The snowstorm that had passed through Cortez and Pagosa must have slammed into the western side of Wolf Creek Pass and just stopped, dropping its entire load on the mountain. We could barely see the front of the vehicle through the snow, much less the lines marking the road. On our way down, we passed a few drivers who had just pulled over and stopped; knowing that the pass was too narrow for that to be a good option, we pressed on, passing “runaway truck” peeloff lanes. We crept down that mountain at around 10 miles an hour, for the longest 5-10 miles of my life. Tanya was nearly in tears from fear.

But we made it. We lived. And to settle our nerves, we stopped in Pagosa Springs at a restaurant called “Hog’s Breath”. The wait for a table was around an hour, because, we heard, there were only like 5 restaurants in driving distance that were open on Sunday nights. That place was PACKED. By the time we got a table, they were out of chicken; by the time we were leaving, we heard a waitress tell another table that they were out of hamburgers.

So, we drove on to Cortez. We arrived at around 10:15 PM. In all, I spent around 12 hours driving that day, through 500 miles of misery and about 40 miles of pure hell. I could strangle Tanya’s stepfather.
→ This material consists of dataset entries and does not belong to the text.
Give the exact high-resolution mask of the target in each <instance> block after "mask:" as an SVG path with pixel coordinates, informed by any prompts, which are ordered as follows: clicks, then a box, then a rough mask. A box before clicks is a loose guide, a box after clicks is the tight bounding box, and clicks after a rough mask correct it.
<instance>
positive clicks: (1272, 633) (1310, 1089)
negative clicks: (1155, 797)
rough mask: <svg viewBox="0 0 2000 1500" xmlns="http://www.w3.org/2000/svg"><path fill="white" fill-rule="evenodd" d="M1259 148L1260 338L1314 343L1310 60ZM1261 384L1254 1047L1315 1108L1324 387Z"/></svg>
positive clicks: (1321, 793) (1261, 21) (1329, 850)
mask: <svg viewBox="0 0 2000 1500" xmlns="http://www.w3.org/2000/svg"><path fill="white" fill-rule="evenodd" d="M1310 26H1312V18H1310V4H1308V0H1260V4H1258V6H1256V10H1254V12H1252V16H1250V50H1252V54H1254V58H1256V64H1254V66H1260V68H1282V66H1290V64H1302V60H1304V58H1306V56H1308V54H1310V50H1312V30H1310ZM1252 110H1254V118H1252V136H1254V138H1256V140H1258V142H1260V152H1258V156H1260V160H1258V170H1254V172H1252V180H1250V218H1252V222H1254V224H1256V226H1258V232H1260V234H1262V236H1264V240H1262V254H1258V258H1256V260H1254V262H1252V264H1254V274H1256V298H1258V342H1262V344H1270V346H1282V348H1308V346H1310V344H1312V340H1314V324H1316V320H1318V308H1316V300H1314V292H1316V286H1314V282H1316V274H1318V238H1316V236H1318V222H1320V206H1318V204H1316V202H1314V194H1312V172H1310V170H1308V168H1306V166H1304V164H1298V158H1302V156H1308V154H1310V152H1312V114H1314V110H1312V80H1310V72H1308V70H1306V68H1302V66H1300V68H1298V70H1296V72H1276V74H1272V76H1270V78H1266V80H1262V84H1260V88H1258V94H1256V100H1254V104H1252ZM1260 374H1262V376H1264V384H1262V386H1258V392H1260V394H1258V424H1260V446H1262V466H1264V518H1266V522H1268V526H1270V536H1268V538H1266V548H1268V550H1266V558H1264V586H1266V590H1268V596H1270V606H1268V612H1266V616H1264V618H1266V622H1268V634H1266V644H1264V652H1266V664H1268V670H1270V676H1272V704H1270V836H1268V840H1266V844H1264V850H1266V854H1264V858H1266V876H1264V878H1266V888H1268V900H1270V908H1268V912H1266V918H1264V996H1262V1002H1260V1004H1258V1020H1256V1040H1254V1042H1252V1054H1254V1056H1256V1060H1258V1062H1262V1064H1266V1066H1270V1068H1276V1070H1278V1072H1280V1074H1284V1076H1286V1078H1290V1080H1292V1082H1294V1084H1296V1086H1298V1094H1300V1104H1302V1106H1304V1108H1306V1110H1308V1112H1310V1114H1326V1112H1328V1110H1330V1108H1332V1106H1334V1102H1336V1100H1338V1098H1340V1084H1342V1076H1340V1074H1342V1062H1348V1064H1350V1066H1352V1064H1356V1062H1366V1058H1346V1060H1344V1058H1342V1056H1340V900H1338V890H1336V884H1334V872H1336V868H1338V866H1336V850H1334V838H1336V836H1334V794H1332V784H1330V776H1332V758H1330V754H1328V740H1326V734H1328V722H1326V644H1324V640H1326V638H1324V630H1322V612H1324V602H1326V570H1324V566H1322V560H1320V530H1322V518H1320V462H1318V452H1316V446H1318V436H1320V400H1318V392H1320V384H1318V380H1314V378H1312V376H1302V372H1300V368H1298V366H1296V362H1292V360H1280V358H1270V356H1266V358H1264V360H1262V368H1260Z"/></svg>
1100 miles from Memphis, TN to above Allentown, PA in less than 24 hours. 700 miles without sleep 2 times. Once from High Point, N.C. to Cincinnati. OH ( calling on customers in VA) and once from Tupelo, MS to Enterprise, AL and back in one day. I like talk radio and having something cool to drink with caffine in it.

Cross country solo- twice. First time East Hartford, Conn. to San Diego, California. Lots of 12-16 hour days- with no cruise control or (sigh) air conditioning. The power driver’s window would die at the worst times. And I would lose the AM part of the radio. Best part was I had nobody to meet- I had just sold all my stuff, and up and moved to San Diego- no housing, job nor school set up (was at my second year of school after the military). It worked out, eventually. Best thing I ever did, in retrospect.

3 years later- same car, back from San Francisco to Charlottesville Virginia (again no housing or contacts- but at least I had my law school admission).

Also have done some LONGGGGGG one day drives (Fort Myers Florida to Charlottesville in a day- ouch!)